Hai gli occhi spalancati, il tuo volto è pallido; la mano guantata che mi afferra stringe sempre di più. La luogotenente beve, ti osserva con attenzione; nel suo sguardo c’è qualcosa di freddo e calcolatore. Poi, mentre tu tieni gli occhi fissi sulla fila di uomini al di sopra della linea di pietra che delimita il cielo, la sua faccia si anima, si distende, si rallegra perfino. «Andiamo dentro, volete?» Prende il vassoio. «Comincia a far freddo qui, e mi sembra che stia per piovere.»

Sopra di noi, mentre rientriamo, un giovane uomo grida e invoca sua madre.

La luogotenente ci confina in un’ala del castello, per impedirci di fuggire. Ceniamo dietro porte chiuse a chiave: pane e carne sotto sale. Nel salone, la nostra carceriera allieta la truppa con tutto ciò che la nostra fiorente cucina può offrire. Come era prevedibile, hanno ucciso i pavoni. Mi aspettavo dai nuovi ospiti una notte di selvaggi bagordi, ma la luogotenente — a quanto ci hanno sussurrato i nostri domestici, quando vengono, sotto scorta, a portarci la cena e a sparecchiare — ha ordinato un doppio turno di guardia, ha concesso una sola bottiglia di vino per ciascun uomo, e ha stabilito che la nostra servitù e gli accampati sul prato non vengano molestati. Forse è preoccupata di un attacco, in questa prima notte, e in più gli uomini sono esausti, non hanno la forza di festeggiare, sono animati solo da uno stanco sollievo.

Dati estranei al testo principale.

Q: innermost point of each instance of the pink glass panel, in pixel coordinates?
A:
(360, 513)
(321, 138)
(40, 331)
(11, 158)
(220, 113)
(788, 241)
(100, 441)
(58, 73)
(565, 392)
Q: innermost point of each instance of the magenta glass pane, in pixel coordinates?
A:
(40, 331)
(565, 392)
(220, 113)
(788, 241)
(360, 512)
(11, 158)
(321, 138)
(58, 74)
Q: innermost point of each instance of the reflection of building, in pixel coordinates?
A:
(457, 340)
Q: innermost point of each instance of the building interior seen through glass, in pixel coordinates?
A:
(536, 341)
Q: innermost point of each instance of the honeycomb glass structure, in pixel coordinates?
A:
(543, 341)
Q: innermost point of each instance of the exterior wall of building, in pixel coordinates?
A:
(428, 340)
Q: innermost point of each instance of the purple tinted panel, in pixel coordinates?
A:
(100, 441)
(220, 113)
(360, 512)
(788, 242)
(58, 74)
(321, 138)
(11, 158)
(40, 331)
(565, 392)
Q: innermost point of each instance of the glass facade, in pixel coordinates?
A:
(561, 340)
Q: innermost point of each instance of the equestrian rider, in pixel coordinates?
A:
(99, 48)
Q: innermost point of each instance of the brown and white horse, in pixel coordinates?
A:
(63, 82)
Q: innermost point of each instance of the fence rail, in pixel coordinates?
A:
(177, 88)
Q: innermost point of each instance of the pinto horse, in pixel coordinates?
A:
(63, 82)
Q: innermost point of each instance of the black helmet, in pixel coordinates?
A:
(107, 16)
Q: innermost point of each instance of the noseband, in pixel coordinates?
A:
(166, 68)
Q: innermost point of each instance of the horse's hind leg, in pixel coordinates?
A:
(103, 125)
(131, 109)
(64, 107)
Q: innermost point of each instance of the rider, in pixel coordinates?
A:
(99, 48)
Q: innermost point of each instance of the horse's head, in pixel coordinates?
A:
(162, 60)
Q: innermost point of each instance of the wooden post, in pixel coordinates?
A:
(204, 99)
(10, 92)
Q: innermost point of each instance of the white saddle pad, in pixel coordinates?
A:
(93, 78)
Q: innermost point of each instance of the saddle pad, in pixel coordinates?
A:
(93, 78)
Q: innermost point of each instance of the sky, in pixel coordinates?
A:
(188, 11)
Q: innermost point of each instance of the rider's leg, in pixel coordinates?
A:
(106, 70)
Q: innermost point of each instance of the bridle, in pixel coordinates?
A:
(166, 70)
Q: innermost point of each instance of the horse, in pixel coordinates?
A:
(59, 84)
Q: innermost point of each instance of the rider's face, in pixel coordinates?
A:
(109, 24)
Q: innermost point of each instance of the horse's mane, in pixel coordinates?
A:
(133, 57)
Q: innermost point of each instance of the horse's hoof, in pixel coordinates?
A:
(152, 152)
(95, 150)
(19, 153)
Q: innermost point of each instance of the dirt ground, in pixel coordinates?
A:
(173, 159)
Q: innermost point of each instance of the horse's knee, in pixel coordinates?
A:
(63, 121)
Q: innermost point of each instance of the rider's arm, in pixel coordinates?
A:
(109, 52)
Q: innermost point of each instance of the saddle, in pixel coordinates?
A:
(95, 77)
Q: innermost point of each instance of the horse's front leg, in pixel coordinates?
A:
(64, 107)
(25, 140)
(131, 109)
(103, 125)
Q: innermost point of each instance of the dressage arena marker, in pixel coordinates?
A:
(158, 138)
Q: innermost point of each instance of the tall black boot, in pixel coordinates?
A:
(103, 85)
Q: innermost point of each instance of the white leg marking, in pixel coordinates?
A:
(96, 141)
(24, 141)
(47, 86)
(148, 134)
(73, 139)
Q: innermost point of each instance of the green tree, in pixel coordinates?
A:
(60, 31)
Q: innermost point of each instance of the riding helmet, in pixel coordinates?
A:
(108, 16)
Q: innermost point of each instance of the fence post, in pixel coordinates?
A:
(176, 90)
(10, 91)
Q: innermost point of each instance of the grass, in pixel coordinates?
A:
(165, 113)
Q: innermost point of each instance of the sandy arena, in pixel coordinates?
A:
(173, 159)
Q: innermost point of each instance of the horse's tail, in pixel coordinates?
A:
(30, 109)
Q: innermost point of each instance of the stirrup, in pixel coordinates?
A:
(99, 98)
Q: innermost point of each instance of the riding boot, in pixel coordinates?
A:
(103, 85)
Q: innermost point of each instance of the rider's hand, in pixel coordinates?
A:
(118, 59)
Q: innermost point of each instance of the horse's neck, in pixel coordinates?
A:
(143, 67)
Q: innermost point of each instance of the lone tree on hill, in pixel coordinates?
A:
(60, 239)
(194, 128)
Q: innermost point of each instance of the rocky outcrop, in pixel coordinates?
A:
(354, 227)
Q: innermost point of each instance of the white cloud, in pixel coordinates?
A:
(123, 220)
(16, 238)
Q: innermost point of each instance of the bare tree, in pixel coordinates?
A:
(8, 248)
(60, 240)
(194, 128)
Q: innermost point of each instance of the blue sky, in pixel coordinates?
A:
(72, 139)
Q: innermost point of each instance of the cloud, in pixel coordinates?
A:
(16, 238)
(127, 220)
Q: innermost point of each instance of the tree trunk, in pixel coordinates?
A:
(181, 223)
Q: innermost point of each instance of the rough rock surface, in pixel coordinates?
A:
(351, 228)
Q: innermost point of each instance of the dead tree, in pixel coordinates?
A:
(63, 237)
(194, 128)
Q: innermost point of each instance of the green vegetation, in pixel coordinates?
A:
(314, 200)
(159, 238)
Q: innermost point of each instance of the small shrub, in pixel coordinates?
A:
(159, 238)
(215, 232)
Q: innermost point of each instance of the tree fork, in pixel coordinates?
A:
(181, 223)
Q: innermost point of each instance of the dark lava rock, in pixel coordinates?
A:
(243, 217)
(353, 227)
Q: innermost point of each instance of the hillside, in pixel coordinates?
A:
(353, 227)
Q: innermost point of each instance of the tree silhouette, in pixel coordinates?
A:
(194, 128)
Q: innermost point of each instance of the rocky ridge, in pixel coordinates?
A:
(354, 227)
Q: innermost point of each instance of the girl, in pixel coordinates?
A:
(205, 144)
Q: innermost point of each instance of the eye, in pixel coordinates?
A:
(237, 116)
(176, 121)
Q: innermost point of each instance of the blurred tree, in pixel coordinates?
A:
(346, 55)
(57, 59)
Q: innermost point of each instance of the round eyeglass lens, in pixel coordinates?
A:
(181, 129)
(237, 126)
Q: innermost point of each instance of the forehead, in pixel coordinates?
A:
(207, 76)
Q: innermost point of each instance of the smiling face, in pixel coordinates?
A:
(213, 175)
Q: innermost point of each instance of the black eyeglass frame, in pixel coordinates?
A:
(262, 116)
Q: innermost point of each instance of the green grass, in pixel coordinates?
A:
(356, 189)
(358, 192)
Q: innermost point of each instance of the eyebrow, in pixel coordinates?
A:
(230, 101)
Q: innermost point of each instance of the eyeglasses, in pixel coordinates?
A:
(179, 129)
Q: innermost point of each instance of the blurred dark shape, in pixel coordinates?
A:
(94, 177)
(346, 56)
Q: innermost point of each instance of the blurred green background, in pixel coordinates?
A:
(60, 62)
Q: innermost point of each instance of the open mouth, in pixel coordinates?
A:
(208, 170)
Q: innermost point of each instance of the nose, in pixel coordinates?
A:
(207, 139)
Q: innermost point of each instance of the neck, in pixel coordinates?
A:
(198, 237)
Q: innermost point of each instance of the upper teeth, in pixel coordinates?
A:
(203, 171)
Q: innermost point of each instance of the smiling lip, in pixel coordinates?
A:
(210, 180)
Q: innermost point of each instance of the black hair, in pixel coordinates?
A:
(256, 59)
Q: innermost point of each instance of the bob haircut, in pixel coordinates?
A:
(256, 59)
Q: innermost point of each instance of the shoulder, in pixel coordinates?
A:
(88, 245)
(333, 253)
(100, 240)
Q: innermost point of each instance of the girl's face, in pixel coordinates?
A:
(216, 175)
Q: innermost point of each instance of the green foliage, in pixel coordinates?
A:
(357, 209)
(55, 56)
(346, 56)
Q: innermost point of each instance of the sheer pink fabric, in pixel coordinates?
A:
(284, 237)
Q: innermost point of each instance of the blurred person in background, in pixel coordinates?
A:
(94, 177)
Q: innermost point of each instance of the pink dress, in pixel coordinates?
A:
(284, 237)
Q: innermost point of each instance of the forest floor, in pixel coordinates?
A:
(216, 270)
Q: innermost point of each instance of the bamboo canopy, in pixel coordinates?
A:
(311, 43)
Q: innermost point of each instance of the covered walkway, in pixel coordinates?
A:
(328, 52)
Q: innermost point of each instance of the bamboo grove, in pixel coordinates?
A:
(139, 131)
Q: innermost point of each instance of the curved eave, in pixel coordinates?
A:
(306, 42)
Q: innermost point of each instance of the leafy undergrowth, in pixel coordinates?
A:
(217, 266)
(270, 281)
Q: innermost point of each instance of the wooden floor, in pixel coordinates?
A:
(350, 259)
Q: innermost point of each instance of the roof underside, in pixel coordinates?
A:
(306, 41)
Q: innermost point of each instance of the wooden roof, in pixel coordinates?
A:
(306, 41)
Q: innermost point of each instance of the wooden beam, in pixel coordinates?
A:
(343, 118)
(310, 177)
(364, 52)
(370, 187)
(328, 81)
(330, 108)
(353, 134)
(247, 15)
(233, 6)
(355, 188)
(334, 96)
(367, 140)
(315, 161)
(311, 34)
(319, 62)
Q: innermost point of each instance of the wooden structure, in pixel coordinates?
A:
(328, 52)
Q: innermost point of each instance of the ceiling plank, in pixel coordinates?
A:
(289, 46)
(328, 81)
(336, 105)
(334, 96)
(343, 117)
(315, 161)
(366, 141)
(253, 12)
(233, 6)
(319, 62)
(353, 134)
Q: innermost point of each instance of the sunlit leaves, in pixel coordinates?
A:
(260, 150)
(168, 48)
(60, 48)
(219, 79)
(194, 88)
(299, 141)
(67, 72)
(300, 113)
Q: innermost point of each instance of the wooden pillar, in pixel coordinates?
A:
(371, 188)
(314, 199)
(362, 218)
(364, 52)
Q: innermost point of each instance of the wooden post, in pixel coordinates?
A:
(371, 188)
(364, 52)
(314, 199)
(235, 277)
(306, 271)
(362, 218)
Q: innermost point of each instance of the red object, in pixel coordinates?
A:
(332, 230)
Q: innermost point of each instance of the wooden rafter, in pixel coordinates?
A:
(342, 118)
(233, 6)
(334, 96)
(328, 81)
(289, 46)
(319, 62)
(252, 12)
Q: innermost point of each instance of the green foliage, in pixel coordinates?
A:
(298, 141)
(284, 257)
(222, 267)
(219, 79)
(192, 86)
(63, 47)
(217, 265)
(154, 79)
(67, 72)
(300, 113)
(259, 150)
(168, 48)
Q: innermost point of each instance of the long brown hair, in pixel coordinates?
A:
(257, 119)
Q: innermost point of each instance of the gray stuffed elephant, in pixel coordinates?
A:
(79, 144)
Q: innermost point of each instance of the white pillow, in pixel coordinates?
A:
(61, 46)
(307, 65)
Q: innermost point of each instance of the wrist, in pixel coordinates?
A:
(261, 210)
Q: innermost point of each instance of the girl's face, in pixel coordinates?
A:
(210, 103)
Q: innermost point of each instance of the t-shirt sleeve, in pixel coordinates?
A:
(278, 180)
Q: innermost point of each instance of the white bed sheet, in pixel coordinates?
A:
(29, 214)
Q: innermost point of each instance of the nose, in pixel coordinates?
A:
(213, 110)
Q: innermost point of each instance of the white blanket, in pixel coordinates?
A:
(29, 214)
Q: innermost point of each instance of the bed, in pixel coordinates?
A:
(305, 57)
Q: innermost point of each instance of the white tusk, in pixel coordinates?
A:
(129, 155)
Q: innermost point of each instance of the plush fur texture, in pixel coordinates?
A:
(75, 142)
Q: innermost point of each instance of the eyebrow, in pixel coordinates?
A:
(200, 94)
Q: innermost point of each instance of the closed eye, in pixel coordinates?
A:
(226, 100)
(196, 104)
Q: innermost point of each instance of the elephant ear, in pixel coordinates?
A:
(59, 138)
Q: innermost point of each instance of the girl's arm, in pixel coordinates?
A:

Il fuoco brucia nei camini, bruciano le candele davanti agli specchi, in candelabri a molte braccia, e torce da giardino, dissotterrate da una delle costruzioni esterne, bruciano fumando appese ai muri o infilate nei vasi, in una caricatura priva di grazia del medioevo.

Nel frattempo gli sciacalli — dopo che le loro vite sono state stroncate da un nodo, e abbreviate di quella lunghezza — pendono al vento dalle torri, arenati nell’aria della sera, atroce segnale per il mondo esterno; forse la brava luogotenente spera che il loro oscillare faccia vacillare le velleità degli altri. Per tener loro compagnia, la luogotenente e i suoi uomini hanno alzato sul pennone una bandiera adatta; un piccolo scherzo, dicono. È la pelle di un carnivoro morto da molto tempo: avvistato in un corridoio abbandonato da anni, cacciato in un ripostiglio polveroso, poi messo all’angolo in un baule cigolante. Così la pelle della vecchia tigre artica sventola nell’aria agitata dalla pioggia.

Più tardi, ricaricati dal banchetto, la luogotenente e i suoi uomini più fidati scendono in quelle campagne bruciate che abbiamo lasciato, in cerca del bottino, armamenti o uomini, che riusciranno a trovare nella notte illuminata dalle torce.